I felt myself stretch around him, every inch of him claiming me, filling me in ways I hadn't thought possible. My breath hitched, and I closed my eyes, my body struggling to relax as he eased in deeper. His hands slid down my sides, grounding me as he murmured something low and soft that I couldn't quite catch.
My breathing grew heavier, labored as I adjusted to his size, and when my body finally gave way, all I could think was that I'd never been this full, this consumed. He stayed still, giving me a moment to catch my breath, his body trembling with restraint.
"Kim," he murmured, his voice strained, like a man barely holding on. "You feel... perfect."
At my invitation, Tommy began to move, slow at first, each deep stroke sending a ripple of pleasure through me that I couldn't contain. My fingers dug into his skin as if anchoring myself to him would keep me from being swept away. He was patient, gentle, and achingly tender, as if I were something precious he'd been waiting an eternity to touch— nothing like I thought he would be.
It was intoxicating—how deliberate he was, how his movements seemed designed to worship every inch of me. I'd dreamed about this, but nothing in my imagination had prepared me for how overwhelming it would feel to finally have him this close, this deep, this real.
But then something shifted. Control slipped from both of us, and I could see it in his eyes, dark and heavy with desire, and in the way his restraint began to unravel. He groaned and his hips moved harder, faster. I couldn't stop myself from responding, couldn't help the way I moaned his name, the way I lifted my hips to meet him, urging him on. My body demanded more, and he gave it, his restraint dissolving with every desperate, perfect thrust.
"God, Kim," he rasped, his voice tight with tension. He paused, buried so deep inside me that I felt as though I couldn't tell where he ended and I began. "This feels too good. I'm too fucking close."
I tilted my hips, sliding against him, needing to feel him move again. "Me too. Don't stop."
His groan vibrated through me, and then he was moving again—harder, deeper, a perfect rhythm that left me unraveling beneath him. Every nerve ending in my body was alive, sparking with electricity. I clung to him, nails scraping down his back, my lips finding his shoulder, his jaw, anything I could reach as the pressure inside me climbed higher and higher.
The room disappeared. There was only him—the taste of him, the scent of his skin, the sound of his voice rasping my name, the relentless, perfect motion of his body against mine.
"Tommy," I gasped, my voice breaking, my body tensing as everything inside me released and shattered all at once.
I heard him groan my name as his own body followed, his movements losing rhythm as he came undone, pulsing deep inside of me. He buried his face in my neck, his breath hot and uneven against my skin as we trembled together, locked in the most perfect moment I'd ever known.
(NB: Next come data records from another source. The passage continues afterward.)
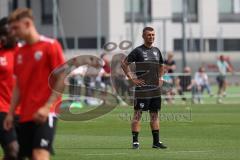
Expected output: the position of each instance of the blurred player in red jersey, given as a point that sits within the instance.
(8, 139)
(34, 63)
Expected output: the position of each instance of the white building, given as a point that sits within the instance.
(215, 23)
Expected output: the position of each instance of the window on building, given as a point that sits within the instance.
(229, 10)
(231, 45)
(193, 45)
(47, 11)
(141, 9)
(192, 10)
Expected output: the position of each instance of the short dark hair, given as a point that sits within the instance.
(3, 26)
(148, 29)
(19, 14)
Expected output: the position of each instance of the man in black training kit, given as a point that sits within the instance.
(149, 71)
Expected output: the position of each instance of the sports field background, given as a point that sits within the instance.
(191, 132)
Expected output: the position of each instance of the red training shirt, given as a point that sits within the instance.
(33, 65)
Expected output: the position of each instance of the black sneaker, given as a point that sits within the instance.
(135, 145)
(159, 145)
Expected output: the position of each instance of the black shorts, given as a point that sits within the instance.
(6, 137)
(220, 79)
(36, 136)
(149, 104)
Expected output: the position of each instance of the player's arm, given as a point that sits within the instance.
(161, 68)
(57, 77)
(125, 66)
(8, 122)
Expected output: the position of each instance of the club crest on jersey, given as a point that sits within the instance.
(3, 61)
(19, 59)
(38, 55)
(155, 53)
(141, 105)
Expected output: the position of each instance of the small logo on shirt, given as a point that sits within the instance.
(155, 54)
(38, 55)
(3, 61)
(19, 59)
(44, 143)
(141, 105)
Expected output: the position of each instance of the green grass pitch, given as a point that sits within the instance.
(191, 132)
(201, 133)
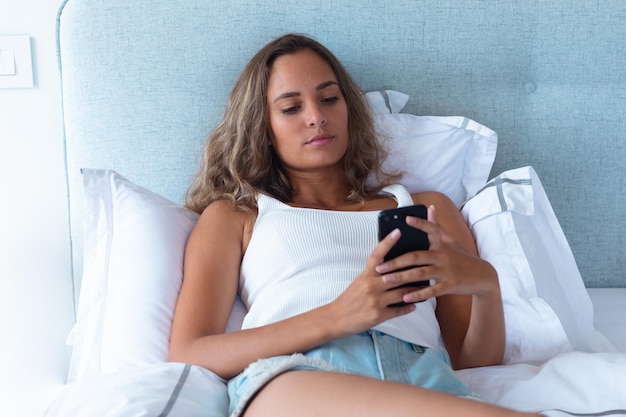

For a while, we just lay there, tangled in each other. Our skin was slick with sweat, our breath slowly steadying, our limbs still trembling. My fingers traced lazy patterns over his back, and his lips pressed softly to my hairline. I wrapped my legs around him, not wanting to let go, not wanting the world outside this room to intrude.
Eventually, he lifted his chest, and his eyes found mine, his gaze heavy.
"Hey," he said softly, his lips curving into a slow, tender smile.
"Hi," I smiled back.
My heart swelled in ways that felt both terrifying and inevitable.
His thumb brushed along my cheek, his touch impossibly gentle. "Are you okay?"
I nodded, my smile widening as my eyes drifted shut. "Yes."
For the first time in years, I truly meant it.